Rajesh is also a director of the new LiveLabs Urban LifeStyle Innovation Platform. The goal of this platform is to allow mobile applications and services to be tested with real users on real phones in real-world environments. Currently, LiveLabs has been deployed at a university campus with further deployments at an airport, a resort island, and a large mall planned for the near future. More details about LiveLabs can be obtained at http://www.livelabs.smu.edu.sg

Thursday, 24 April 2014, 3:30PM -- MC 5046
Universal Algebra Seminar -- Pure Mathematics
Speaker: Alexander Wires, Department of Pure Mathematics University of Waterloo
Title: "“Dichotomy for Finite tournament of Mixed-type I”"
Abstract: Since irreflexive digraphs often pp-define partially reflexive digraphs, we can show they yield NP-complete CSP templates by understanding certain mixed-type cases. A tournament of mixed-type is a digraph in which distinct vertices have exactly one oriented edge between them, and loops are not prohibited. We classify tournaments of mixed-type closed under a Taylor operation, and show their polymorphism algebras generate congruence meet-semidistributive varieties. In this first talk, we start the proof of this result.

Friday, 25 April 2014, 10:00AM -- MC 6496
Miscellaneous -- Applied Mathematics
Speaker: John Ladan, Applied Mathematics, University of Waterloo
Title: "MMath Defence: Time-frequency analysis is a powerful tool for signal analysis and processing."
Abstract: The Fourier transform and wavelet transforms are used extensively as is the Short-Time Fourier Transform (or Gabor transform). In 1996 the Stockwell transform was introduced to maintain the phase of the Fourier transform, hile also providing the progressive resolution of the wavelet transform. The discrete orthonormal Stockwell transform is a more efficient, less redundant transform with the same properties.

There has been little work on mathematical properties of the Stockwell transform, particularly how it behaves under operations such as translation and modulation. Previous results do discuss a resolution of the identity, as well as some of the function spaces that may be associate with it. We extend the resolution of the identity results, and behaviour under translation, modulation, rotation, convolution and differentiation. We will also apply the Stockwell transform to various continuous functions.

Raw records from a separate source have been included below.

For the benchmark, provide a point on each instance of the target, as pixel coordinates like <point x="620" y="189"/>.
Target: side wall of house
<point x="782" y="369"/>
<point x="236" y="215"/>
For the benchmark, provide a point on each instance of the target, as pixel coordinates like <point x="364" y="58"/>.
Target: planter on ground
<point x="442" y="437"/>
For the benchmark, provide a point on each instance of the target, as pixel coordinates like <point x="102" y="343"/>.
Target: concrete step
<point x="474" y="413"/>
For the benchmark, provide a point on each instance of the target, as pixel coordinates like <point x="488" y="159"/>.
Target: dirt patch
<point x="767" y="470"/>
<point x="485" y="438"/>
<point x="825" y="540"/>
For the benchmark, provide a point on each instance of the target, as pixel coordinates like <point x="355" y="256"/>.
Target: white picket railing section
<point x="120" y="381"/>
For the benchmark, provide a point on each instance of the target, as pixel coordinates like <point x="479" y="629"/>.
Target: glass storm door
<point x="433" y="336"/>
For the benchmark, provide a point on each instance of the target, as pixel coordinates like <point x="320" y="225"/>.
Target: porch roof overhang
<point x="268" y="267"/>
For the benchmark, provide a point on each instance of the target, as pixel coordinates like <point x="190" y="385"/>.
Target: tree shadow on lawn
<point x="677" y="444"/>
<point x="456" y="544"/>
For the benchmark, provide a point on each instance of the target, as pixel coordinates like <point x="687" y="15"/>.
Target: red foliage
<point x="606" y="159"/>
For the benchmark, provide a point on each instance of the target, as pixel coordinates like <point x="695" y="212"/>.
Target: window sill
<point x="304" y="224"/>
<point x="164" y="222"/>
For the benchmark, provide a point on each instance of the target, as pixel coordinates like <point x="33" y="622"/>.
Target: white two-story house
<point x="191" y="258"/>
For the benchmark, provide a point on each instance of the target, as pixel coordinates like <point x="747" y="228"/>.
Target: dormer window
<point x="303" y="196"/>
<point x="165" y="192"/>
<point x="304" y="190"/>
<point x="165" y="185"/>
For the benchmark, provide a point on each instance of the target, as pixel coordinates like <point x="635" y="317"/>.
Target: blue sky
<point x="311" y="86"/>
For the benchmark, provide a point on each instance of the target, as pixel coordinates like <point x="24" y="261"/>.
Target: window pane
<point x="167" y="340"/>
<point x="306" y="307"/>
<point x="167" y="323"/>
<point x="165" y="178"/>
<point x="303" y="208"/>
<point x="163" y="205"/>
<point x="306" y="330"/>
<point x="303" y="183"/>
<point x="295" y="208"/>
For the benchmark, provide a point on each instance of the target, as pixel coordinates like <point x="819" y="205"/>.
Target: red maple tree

The discrete orthonormal Stockwell transform is compared directly with Newland's harmonic wavelet transform, and we extend the definition to include variations, as well as develop the discrete cosine based Stockwell transform. There has been some work on image processing using the Stockwell transform and discrete orthonormal Stockwell transform. The tests were quite preliminary. We test all of these discrete transforms against current methods for image compression.

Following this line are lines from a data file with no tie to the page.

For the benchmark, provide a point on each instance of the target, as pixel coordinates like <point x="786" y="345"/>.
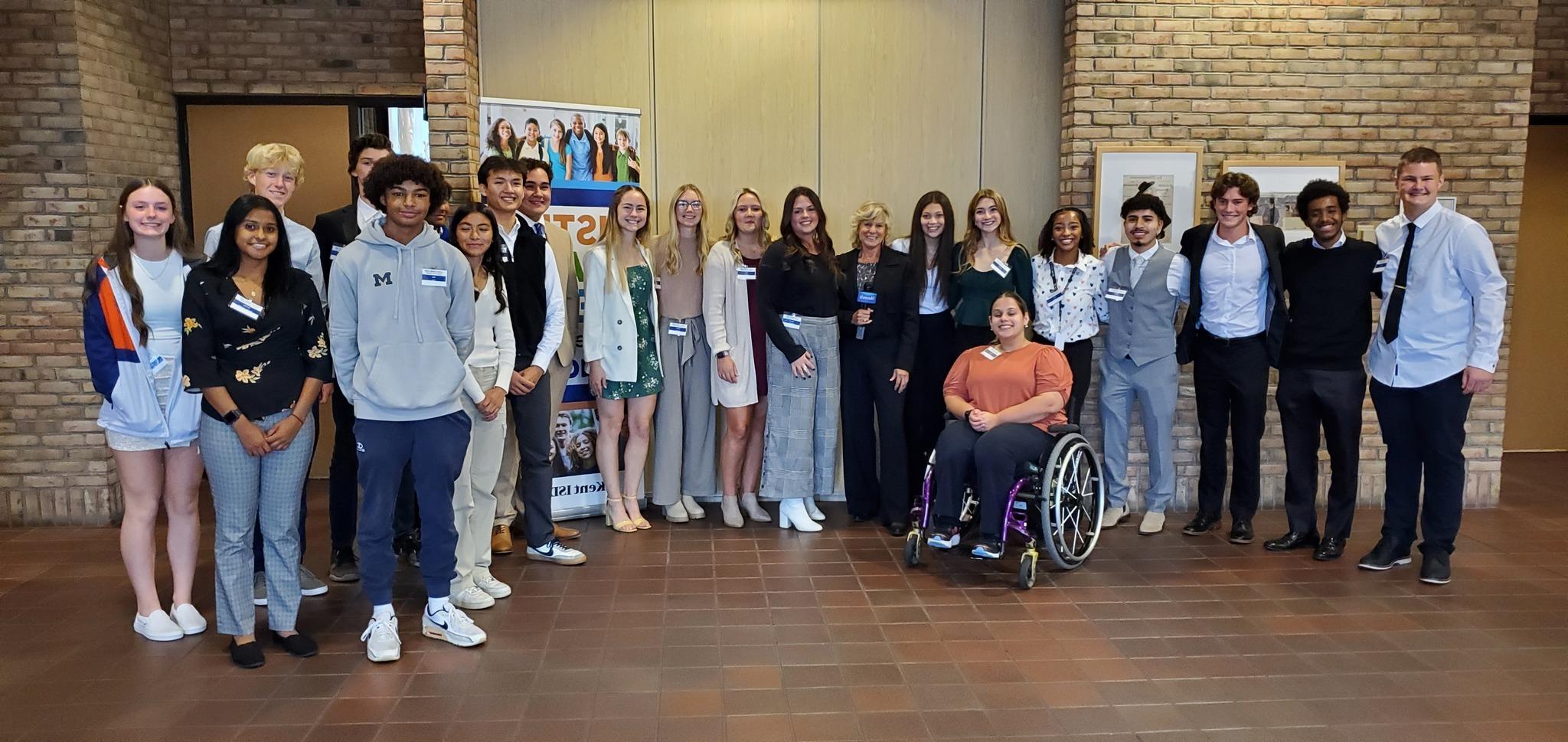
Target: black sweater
<point x="1330" y="303"/>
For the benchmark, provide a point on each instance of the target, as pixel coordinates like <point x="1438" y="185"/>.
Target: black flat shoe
<point x="1330" y="550"/>
<point x="1200" y="526"/>
<point x="1292" y="540"/>
<point x="299" y="646"/>
<point x="248" y="655"/>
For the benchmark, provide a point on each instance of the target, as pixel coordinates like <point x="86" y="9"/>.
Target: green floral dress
<point x="649" y="377"/>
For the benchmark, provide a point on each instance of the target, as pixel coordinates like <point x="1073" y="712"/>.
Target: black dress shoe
<point x="299" y="646"/>
<point x="1328" y="550"/>
<point x="1385" y="556"/>
<point x="1435" y="568"/>
<point x="1292" y="540"/>
<point x="1200" y="525"/>
<point x="248" y="655"/>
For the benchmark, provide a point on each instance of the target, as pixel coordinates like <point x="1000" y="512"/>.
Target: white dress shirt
<point x="1076" y="314"/>
<point x="1234" y="284"/>
<point x="932" y="299"/>
<point x="303" y="251"/>
<point x="1454" y="300"/>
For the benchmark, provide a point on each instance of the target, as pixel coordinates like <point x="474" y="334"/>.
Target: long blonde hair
<point x="667" y="247"/>
<point x="733" y="234"/>
<point x="1004" y="230"/>
<point x="610" y="236"/>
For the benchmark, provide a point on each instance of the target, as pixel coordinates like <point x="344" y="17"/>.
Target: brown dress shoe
<point x="501" y="540"/>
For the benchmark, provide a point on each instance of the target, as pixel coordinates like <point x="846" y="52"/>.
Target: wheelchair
<point x="1056" y="502"/>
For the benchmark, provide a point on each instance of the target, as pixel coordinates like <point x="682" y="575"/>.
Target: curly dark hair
<point x="405" y="168"/>
<point x="1321" y="188"/>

Friday, 25 April 2014, 11:30AM -- DC 2306C (AI Lab)
Artificial Intelligence Lab PhD Seminar -- Computer Science
Speaker: Alan Tsang, PhD candidate, David R. Cheriton School of Comp. Sci., Univ. Waterloo
Title: "Opinion Dynamics of Skeptical Agents"
Abstract: How does skepticism affect opinion formation in networks? In many settings, agents exhibit skepticism in the presence of people whose beliefs radically different from their own, and they are reluctant to be persuaded by such individuals. We present a model of opinion dynamics where agents are receptive toward other agents that have similar opinions, but remain skeptical of agents holding disparate opinions. We analyze how agents with extreme opinions affect the general population, using simulations on Barab\'{a}si-Albert random graphs, and modified Erd\"{o}s-R\'{e}nyi random graphs that incorporate homophily. Finally, we show that even skeptical agents are able to come to an early consensus and take coordinated action to reach a final opinion in most settings; but, agents in homophilic networks may fail to converge to a single opinion. Paradoxically, this happens when agents are \emph{least} skeptical, and are able to stabilize themselves by balancing influence from extremists from opposing camps.